Court of Justice of the European Union

PRESS RELEASE No 92/14

Luxembourg, 3 July 2014

Judgment in Joined Cases C‑362/13, C-363/13, and C-407/13

Maurizio Fiamingo v Rete Ferroviaria Italiana SpA, Leonardo Zappalà v Rete Ferroviaria Italiana SpA and Francesco Rotondo and Others v Rete Ferroviaria Italiana SpA

By setting a maximum period of one year for successive fixed-term contracts for seafarers and by laying down a penalty in the event of misuse of such contracts, Italian law complies with the principles of EU law

National courts must carry out an assessment in each case to satisfy themselves that such contracts are not misused by employers

In Italy, the employment contracts of seafarers are governed by the Navigation Code. That code sets the maximum duration of fixed-term contracts at one year and requires the start date and the duration of the contract to be specified. Every contract concluded for a period exceeding one year is converted into a contract of indefinite duration. If several contracts are concluded for a fixed term, or for specified voyages, the employment is considered to be continuous where no more than 60 days elapse between two contracts. Those employment relationships are thus not subject to the legislation which was adopted in order specifically to implement the Framework Agreement on fixed-term work. That Framework Agreement, concluded between the general cross-industry organisations,1 lays down the general principles and minimum requirements relating to fixed-term work and establishes a general framework in order to ensure the equal treatment of those workers on fixed-term contracts.

Maurizio Fiamingo, Leonardo Zappalà, Francesco Rotondo and the other parties to the litigation are seamen enrolled in the register of seafarers. After 2001, they were employed by Rete Ferroviaria Italiana (RFI) under successive fixed-term contracts concluded for one or several voyages and for a maximum of 78 days.

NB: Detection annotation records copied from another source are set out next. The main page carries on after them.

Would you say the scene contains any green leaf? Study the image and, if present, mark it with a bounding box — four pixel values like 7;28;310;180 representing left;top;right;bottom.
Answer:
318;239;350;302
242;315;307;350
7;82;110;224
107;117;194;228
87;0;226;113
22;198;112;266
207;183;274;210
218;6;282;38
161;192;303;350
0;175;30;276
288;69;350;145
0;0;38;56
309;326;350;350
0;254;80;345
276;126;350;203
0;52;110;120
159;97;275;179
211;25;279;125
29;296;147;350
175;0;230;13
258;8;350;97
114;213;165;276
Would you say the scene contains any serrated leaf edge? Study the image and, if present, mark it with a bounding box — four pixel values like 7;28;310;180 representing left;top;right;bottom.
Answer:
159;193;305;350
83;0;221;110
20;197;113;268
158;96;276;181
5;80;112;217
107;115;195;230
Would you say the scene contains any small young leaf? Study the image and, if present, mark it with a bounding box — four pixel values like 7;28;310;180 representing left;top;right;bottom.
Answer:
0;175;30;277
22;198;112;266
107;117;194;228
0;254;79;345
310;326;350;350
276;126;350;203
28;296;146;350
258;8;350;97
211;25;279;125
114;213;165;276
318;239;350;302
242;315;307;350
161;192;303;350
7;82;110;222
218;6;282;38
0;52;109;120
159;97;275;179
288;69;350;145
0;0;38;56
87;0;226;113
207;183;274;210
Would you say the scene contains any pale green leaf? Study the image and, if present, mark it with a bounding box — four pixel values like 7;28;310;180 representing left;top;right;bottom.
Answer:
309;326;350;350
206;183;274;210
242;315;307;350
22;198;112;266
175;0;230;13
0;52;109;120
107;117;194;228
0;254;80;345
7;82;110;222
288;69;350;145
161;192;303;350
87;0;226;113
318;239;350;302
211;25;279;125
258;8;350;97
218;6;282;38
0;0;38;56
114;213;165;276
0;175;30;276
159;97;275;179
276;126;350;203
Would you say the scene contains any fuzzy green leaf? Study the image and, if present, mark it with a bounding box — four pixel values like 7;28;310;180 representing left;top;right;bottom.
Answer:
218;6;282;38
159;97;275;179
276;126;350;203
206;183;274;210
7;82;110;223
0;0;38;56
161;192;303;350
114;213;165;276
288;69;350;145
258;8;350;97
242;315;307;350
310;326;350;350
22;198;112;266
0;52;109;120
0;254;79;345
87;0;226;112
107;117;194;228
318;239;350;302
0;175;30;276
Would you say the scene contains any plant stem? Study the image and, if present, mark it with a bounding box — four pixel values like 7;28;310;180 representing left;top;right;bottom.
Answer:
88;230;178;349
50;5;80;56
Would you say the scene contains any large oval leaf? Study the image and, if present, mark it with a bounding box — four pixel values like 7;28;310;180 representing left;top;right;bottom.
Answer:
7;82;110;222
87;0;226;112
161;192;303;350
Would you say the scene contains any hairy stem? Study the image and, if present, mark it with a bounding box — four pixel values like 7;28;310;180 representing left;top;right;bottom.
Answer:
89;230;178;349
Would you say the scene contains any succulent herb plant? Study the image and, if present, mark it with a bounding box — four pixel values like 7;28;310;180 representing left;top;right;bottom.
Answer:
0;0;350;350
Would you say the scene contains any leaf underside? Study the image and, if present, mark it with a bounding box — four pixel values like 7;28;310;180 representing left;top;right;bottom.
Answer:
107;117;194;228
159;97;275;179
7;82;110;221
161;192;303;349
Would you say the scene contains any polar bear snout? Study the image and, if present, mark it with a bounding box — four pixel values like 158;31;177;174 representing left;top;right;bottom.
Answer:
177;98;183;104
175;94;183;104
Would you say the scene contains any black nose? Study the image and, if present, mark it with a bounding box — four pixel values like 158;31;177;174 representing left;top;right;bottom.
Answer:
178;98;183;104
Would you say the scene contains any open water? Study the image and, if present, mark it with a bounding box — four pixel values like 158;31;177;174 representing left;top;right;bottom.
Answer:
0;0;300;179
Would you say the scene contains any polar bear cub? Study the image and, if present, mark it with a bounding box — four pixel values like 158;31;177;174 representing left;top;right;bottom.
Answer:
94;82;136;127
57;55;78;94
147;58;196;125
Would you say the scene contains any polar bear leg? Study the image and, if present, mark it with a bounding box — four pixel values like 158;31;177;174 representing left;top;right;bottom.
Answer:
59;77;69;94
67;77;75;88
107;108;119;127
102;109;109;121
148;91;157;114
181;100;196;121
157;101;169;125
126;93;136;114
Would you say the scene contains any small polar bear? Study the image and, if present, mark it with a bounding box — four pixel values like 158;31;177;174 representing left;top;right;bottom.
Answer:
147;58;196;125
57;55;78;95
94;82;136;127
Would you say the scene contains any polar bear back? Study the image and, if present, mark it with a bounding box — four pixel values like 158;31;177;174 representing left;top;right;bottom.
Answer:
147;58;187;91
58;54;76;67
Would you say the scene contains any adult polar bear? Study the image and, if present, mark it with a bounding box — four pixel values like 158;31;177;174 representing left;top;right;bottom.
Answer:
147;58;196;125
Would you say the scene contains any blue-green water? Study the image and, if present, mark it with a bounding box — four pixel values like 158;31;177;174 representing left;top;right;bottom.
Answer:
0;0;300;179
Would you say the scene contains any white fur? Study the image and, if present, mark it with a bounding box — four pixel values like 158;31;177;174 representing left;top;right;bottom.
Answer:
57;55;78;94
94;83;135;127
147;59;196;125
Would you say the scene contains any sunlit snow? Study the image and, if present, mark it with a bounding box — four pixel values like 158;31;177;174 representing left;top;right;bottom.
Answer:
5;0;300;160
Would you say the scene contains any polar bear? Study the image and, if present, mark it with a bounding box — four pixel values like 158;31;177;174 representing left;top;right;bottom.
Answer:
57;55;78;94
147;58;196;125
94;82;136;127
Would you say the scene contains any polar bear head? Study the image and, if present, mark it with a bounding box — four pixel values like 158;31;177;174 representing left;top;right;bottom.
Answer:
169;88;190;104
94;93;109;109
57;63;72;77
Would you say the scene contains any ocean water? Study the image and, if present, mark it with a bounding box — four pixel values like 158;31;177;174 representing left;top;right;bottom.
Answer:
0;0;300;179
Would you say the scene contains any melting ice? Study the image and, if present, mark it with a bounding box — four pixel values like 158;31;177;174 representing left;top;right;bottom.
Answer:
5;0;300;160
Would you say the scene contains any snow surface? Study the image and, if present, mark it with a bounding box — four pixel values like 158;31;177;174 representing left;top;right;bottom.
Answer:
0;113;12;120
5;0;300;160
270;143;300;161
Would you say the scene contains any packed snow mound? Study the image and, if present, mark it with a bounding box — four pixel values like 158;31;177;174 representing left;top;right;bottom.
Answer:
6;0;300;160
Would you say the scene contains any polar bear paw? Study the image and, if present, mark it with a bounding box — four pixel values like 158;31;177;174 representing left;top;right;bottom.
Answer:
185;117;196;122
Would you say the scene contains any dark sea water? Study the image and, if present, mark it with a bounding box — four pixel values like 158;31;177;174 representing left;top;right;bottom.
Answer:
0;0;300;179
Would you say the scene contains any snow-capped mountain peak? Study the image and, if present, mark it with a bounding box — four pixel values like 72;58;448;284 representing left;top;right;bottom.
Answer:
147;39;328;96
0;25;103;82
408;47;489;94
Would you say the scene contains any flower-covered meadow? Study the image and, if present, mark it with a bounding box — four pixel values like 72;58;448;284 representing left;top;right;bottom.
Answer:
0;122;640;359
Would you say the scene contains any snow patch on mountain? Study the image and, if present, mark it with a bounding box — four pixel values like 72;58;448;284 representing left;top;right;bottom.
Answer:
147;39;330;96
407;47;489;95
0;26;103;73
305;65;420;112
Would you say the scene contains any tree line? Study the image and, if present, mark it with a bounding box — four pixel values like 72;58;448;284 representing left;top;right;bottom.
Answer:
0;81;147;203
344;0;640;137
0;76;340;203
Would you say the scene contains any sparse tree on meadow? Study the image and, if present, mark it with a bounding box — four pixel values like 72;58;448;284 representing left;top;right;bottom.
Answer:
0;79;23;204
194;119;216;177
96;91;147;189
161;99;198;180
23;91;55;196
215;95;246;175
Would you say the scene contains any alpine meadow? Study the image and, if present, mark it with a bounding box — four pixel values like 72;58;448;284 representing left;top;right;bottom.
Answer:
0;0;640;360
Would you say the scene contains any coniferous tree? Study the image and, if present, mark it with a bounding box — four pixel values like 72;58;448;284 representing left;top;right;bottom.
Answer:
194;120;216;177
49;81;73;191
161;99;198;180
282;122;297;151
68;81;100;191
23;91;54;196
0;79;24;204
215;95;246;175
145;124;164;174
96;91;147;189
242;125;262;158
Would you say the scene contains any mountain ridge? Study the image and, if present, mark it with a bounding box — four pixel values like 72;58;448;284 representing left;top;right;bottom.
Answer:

The seafarers concerned were employed on board ferries for the crossing between Sicily and Calabria (Messina/Villa San Giovanni, Messina/Reggio Calabria). They worked for RFI for less than one year, with periods of less than 60 days elapsing in each gap between contracts.

Considering that their fixed-term employment contracts had been unlawfully terminated, the seafarers concerned brought an action before an Italian court seeking a declaration that those contracts were void and their conversion into contracts of indefinite duration. They also sought reinstatement and compensation for loss suffered.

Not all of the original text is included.